The 4004 is not an ancestor of x86 even though the part numbers make it seem so. The 4004 was s 4-bit processor designed for calculators, and is different from x86 in almost every way. The 4004 isn't even a von Neumann architecture; it has separate data and instruction memory. The 4004 has weird instructions like KBP (Keyboard Process) to decode a calculator keyboard. I/O is done through RAM ports , not memory-mapped I/O, but I/O ports built into the RAM chips!
The origin of x86 is the Datapoint 2200, a desktop computer built from TTL chips. Datapoint contracted Intel to build a single-chip version of the 2200's processor, and Intel built the 8008, which was essentially a clone. Datapoint decided not to use the chip and gave the rights to Intel and the rest is history. Intel improved the 8008 to get the popular 8080 microprocessor. Intel then created the 8086, which was a 16-bit processor loosely based on the 8080. From that, the x86 architecture developed. Many features of x86 can be mapped back to the Datapoint 2200, such as little-endian.
Noncoml, did you really read the manual? The 4004 is unrelated to the x86-64.
Perhaps you are confusing it with the 8008 which is related to the 8080 which is related to the 8086 which is related to the 80286, 80386, 80486, and so forth.
Hmm, I don't know. Especially the way the segregate RAM into banks reminds me a lot of the x86 segments with their direct and indirect addressing modes.
Also a lot of instructions have similar names: CLC
You are right, it is not a true ancestor, but ready through the manual, it did seem to me that it was designed by the same people.
To be honest I haven't dig into other CPU families, so maybe these were pretty common.
The CLC - clear carry - instruction predates the 4004. The PDP-11 for instance used it. I think you're seeing patterns that aren't really there.
One thing the 4004 and 8008 do have in common is a similar floor plan for the chips. They both have the ALU on the left, data bus along the top, instruction decoding in the middle, registers on the right, and on-chip stack on the right. Other processors of that era (e.g. 6800, 6502, 8080) have very different layouts so it's not just coincidence. Texas Instruments produced the TMC 1795, a chip equivalent to the 8008 (before the 8008), and it also has a completely different layout.
If you look lower-level, at e.g. the ALU implementation or the register implementation or the pin drivers, there's less similarity. I would have expected they would essentially cut-and-paste some of these low-level pieces, but they are more different than I would expect.
The 4004 is so weird that it stands in a class of its own, for me. I'm not sure how much of its instruction set came from Busicom, the company that the 4004 was made for, instead of from Intel engineers.

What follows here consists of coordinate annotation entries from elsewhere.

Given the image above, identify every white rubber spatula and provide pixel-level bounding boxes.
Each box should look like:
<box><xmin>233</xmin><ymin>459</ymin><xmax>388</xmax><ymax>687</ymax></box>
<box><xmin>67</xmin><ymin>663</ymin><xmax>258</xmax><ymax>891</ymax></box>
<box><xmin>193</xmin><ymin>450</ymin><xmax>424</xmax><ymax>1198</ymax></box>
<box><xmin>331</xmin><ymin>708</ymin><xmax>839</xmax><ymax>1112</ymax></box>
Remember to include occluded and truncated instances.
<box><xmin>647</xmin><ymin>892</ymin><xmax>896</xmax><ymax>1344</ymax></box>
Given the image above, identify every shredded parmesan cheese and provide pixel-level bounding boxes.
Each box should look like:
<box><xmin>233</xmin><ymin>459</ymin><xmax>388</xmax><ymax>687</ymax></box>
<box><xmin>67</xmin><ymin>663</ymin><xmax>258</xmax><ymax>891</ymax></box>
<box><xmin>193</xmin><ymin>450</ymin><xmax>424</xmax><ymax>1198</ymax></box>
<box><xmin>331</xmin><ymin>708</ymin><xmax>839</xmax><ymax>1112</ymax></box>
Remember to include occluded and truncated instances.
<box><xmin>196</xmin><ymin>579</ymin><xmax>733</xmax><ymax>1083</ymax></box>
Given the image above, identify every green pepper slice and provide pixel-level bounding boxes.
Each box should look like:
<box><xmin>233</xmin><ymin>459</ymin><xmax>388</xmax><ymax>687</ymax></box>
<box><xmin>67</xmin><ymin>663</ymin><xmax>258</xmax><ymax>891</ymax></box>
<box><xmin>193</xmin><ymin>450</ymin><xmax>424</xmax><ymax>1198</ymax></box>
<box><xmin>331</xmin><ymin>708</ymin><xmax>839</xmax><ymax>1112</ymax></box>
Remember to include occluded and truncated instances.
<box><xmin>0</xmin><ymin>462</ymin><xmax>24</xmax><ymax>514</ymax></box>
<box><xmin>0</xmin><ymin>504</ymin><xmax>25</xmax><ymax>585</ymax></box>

It is a bit excessive to say that it is unrelated. Many of the techniques and methologies created for the 4004 were instrumental in the development the 8008. Also, the 4004, 8008, and 8080 were all designed by more or less the same people (esp. Faggin).
The 4004 has all kinds of strange instructions, like DAA (for BCD) and separate instructions for accessing main memory, ROM, and RAM. It's pretty clear that it was made to be in a calculator.
On the other hand, the 8008 has the familiar IN, OUT, MOV, PUSH, etc.